Since types are values, it is also possible to match on types:
fn type_as_string(ty: Type) = match ty {
}
Filters
The Filter
type is like a regex for Vanth expression paths. E.g. the filter gcc._.include
will match gcc.v13_3_0.include
.
[]
syntax can be used in filters for more fine-grained matching, e.g. gcc.["v13_3_0" | "v13_2_0"].include
.
Advanced types
Generics
Types can take generic parameters with the syntax <>
.
interface List<T> {
.get(index: Nat): T;
.len: Nat;
}
Negative types
A type can be negated by prefixing it with !
. Values then only satisfy this type if they don't implement it.
let x: !Int = "hello"; // Okay
x = false; // Okay
x = 5; // Error
Annotations
Any expression may be prefixed with an annotation of the form @annotation_name(argument_value)
. If an annotation does not take an argument then the parentheses are unnecessary, @annotation_name
. The type of argument value is specific to the annotation, but in general this may be any type.
Annotations may be placed on the same line as an expression, separated by a space, or they may be on separate lines.
Documentation
The @doc
annotation is used to provide documentation for values and types.
Strings inside it, e.g. @doc("this function fixes things")
can use interpolation, @doc("example usage: {foo(5, 6)}")
. Specifically for strings in @doc
, these expressions are not expanded but rather printed verbatim.
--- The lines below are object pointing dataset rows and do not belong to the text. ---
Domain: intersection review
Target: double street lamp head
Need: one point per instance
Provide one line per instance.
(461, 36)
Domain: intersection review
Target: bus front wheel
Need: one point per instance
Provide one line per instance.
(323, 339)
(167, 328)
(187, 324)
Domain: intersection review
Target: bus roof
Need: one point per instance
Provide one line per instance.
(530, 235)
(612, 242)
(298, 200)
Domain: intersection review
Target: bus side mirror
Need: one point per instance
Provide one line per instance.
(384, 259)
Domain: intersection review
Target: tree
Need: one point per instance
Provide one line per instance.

The interpreter still checks that they evaluate successfully, otherwise the docs fail to compile.
Licenses
Modules have a Module.license: String
property, as well as a Module.allowLicenses
and Module.denyLicenses
property. I don't know what the types of these properties will be yet. Modules will only build successfully if the license of every one of their dependencies recursively satisfies the specified license requirements.